In short, these land-based meat eaters can't make babies that grow into adults fast enough to sustain their population levels. And that's why humans' focus on killing adults is so dangerous, Darimont said.

Think of it from a business perspective, the researchers said. An adult female, for example, is like your capital; the young that she produces are the interest generated by that capital. If you kill an adult animal today, it will take years for another to grow up and take her place. But if you kill a young animal, it will (theoretically) take only until the next breeding season to produce another. In other words, it's better to use the up interest rather than to draw down the capital, because the capital is much more difficult to build back. Once it's gone, it's gone — and so is the interest.

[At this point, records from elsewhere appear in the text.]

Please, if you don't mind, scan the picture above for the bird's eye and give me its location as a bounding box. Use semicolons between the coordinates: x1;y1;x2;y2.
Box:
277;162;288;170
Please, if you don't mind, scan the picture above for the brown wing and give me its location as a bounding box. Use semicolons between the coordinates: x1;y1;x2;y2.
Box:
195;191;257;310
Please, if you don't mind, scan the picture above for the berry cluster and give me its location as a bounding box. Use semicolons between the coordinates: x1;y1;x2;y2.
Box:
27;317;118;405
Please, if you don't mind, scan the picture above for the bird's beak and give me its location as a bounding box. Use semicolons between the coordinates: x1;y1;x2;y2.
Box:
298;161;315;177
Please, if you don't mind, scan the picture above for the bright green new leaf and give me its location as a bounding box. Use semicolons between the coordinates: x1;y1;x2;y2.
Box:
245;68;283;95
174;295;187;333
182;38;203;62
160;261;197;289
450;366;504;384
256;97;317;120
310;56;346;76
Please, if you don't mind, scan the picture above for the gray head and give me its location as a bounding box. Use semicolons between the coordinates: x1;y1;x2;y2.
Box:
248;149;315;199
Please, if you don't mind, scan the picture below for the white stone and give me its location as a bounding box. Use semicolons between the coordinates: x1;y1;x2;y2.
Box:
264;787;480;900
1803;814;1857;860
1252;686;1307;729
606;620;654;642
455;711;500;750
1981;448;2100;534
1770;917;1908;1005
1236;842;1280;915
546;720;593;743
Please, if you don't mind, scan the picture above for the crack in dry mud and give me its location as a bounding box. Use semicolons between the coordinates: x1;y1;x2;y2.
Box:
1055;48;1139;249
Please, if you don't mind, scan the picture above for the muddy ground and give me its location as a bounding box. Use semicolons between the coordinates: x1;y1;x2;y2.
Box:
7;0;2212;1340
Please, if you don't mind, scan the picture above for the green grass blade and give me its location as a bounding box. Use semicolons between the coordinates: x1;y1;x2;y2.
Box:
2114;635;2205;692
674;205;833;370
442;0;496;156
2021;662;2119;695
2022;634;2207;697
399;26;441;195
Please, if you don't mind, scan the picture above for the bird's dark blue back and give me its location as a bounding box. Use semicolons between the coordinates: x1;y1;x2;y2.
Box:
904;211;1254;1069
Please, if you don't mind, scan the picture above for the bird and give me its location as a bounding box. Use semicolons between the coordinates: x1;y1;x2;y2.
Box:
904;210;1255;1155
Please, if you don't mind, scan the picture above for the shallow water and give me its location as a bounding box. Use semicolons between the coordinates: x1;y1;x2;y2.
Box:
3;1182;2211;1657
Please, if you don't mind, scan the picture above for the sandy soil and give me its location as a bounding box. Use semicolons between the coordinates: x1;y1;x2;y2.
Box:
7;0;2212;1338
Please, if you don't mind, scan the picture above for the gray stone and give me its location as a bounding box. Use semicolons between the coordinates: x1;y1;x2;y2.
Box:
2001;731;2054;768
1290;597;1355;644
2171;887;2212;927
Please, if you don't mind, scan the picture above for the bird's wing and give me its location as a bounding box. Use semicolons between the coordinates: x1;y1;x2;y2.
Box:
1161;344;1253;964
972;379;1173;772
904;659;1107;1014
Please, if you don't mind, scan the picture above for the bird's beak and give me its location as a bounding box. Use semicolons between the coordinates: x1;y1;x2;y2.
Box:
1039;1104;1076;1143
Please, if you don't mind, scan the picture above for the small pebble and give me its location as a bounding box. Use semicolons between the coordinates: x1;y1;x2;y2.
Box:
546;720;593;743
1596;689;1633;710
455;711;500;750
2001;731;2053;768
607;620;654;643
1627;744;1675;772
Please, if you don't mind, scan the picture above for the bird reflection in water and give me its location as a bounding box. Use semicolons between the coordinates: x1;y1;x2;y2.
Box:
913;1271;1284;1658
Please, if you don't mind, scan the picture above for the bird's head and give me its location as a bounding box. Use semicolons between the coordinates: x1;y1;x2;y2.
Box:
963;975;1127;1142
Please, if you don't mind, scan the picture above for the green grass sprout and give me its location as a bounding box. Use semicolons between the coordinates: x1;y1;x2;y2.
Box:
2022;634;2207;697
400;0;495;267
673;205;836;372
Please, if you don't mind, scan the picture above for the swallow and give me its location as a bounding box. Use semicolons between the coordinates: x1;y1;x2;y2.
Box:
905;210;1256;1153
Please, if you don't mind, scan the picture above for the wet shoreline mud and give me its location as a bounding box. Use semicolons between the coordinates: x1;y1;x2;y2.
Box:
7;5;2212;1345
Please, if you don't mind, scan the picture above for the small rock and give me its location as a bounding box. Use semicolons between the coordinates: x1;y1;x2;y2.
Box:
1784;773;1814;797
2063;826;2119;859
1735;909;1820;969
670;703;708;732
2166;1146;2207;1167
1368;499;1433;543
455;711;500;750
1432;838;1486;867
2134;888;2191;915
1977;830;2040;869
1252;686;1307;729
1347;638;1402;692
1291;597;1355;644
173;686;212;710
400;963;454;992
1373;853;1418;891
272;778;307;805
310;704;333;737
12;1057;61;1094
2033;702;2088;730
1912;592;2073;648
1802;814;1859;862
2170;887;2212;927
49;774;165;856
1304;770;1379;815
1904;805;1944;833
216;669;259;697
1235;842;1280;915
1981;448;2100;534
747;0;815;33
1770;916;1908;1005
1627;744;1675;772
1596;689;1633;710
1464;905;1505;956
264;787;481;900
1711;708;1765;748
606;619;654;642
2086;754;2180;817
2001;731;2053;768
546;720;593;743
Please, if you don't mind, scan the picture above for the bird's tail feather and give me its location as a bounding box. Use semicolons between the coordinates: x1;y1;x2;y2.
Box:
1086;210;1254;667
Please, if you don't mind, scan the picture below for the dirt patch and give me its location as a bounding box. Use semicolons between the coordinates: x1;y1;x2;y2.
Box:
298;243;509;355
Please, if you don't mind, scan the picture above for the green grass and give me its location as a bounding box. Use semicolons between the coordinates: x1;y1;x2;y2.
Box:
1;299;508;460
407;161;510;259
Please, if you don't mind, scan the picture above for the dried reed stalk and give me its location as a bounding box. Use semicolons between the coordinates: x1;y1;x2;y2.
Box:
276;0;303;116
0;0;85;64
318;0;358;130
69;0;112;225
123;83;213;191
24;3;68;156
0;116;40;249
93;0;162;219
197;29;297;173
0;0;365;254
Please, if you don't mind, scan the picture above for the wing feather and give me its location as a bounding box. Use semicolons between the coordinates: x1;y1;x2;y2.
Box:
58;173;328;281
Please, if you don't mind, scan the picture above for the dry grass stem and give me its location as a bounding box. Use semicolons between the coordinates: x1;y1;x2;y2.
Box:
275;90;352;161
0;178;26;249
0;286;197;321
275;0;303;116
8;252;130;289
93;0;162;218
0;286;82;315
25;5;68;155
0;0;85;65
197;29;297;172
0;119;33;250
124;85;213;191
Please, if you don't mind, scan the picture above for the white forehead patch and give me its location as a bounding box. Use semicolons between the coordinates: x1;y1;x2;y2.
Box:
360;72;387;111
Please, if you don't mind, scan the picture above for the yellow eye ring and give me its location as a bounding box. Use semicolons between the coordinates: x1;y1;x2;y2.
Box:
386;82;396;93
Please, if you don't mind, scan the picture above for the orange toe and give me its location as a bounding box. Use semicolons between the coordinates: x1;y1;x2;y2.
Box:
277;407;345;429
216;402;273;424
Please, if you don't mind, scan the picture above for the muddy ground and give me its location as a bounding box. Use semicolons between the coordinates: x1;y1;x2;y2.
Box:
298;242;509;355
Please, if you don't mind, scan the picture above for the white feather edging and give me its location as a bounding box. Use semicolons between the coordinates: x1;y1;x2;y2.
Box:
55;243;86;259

But highly successful hunters, such as fishing birds, naturally draw on the interest, rather than the capital — they actually tend to pick off the young and small of a species, rather than the adults. That's in part because the young are often easier to catch and eat — and many animals, such as birds, are limited in what they can gulp down by the size of their mouths (known as gape limitation).

Although that may not seem sportsmanlike, it's actually the reason predators are able to keep prey populations in balance without wiping them out — a lesson humans have yet to learn.

That's probably what has been happening for the last tens of thousands of years, in fact — and perhaps part of why so many charismatic megafauna that shared territory with humans no longer exist.

"Many vulnerable wildlife species on land have already disappeared during the past 40,000 years in successive waves of extinction on continents and islands that were colonized by people," Worm wrote.

The loss of these fearsome carnivores is also deeply worrisome to ecologists because top predators play a major role in keeping their ecosystems in balance.

In the case of fishing, fish populations aren't just dwindling — their "demographics" are changing. In some populations, killing the large adults means that later generations end up smaller when they reach reproductive age, which means they lay fewer eggs that will ultimately hatch more small fish, and so on. This doesn't just affect the evolutionary track of the fish population — it also affects our future supply of fish.

The solution, the study authors say, is to hunt and fish in ways that are more like our fellow natural predators, who have been hunting sustainably for millions of years: focus on the young, and preserve the large adults, capable of bearing more offspring. In other words, preserve the capital.